Canal Street, which was a regional shopping center in the middle of the last century, fell into a period of decline as department stores like Maison Blanche and Labiche moved to the suburbs and gave way to souvenir and convenience stores.

Canal Street: 84 vintage photos over a hundred years old

Canal Street in 1964; it’s White House on the right. This building is now the Ritz Carlton hotel.

Hotel developments like the Ritz-Carlton New Orleans have converted some of the old department store buildings. But several studies, including the most recent in 2018 by the city, have identified several issues that have hindered the region’s progress toward emulating other trade corridors such as Fayetteville Street in Raleigh, North Carolina.

These include traffic and loading issues that prevent the street from becoming more pedestrian-friendly, as well as “quality of life” issues, such as vagrancy, persistent burning, and crime.

Still, Colin Gillis, head of acquisitions at Passco, said the Canal 1535 complex was a bargain.

“We were able to take advantage of a truly unique opportunity to acquire a property of this caliber for a much lower basis than today’s replacement cost,” he said.

Canal Street Short Term Rentals

A row of buildings in the 900 block of Canal Street in New Orleans is being transformed into short-term rental properties.

The building was sold by Dallas-based Provident Realty Investors and partners, who completed the $85 million development two years ago.

Passco also said last week that it had acquired the 272 Sawgrass Point apartments in Gonzales. With the two new purchases, Passco has acquired a total of six properties in Louisiana over the past five years for a total of 1,690 units.
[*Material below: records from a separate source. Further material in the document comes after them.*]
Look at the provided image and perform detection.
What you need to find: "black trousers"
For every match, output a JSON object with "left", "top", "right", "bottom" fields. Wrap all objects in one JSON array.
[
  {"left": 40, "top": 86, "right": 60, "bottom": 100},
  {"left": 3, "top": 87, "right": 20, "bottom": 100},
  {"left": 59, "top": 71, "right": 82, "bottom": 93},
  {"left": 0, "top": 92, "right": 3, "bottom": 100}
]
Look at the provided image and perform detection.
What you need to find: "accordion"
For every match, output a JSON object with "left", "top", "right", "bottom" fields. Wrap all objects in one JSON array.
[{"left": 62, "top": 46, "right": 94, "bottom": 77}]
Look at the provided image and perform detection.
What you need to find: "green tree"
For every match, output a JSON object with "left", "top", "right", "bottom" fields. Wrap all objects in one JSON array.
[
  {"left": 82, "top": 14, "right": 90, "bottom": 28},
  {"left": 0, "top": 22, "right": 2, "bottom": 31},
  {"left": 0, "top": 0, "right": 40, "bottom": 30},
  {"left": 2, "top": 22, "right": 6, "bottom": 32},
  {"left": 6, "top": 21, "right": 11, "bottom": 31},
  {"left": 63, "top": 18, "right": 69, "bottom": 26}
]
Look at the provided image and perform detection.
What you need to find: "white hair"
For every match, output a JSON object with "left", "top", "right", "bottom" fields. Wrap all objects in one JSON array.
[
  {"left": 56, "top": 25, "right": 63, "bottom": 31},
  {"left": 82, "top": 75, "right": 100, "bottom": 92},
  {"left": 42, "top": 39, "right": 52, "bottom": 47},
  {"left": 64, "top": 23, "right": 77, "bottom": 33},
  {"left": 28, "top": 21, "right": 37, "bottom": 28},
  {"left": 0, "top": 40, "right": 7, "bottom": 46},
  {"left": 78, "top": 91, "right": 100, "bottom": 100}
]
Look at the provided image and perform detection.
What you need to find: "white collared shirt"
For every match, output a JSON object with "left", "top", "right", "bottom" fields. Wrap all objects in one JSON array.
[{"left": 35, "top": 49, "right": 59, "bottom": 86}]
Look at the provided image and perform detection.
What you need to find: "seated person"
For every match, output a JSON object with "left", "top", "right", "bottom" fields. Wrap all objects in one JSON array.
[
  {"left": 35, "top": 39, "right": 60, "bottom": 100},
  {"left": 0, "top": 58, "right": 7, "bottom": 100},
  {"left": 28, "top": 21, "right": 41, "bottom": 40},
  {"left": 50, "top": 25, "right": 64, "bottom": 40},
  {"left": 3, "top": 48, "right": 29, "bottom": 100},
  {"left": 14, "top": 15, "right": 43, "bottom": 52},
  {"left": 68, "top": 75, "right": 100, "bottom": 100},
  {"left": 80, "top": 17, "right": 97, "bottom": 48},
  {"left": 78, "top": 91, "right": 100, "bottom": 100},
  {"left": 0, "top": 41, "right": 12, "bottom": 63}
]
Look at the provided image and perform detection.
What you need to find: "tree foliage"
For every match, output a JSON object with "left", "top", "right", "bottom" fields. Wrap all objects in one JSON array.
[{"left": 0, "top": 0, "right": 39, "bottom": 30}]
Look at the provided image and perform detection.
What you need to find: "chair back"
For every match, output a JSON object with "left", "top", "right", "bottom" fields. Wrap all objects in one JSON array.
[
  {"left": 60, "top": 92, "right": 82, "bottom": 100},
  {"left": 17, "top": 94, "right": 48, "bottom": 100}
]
Other Passco Louisiana properties include Tapestry Long Farm, a 276-unit complex in Baton Rouge; Sweetwater Apartments in East Baton Rouge, with 276 units; The Collins at Covington, 272 units; and Watervue, 264 units in Lake Charles.

Passco typically syndicates its properties after purchasing them as a Delaware Statutory Trust. This is intended to attract investors looking to defer their capital gains in similar real estate investments to avoid paying taxes.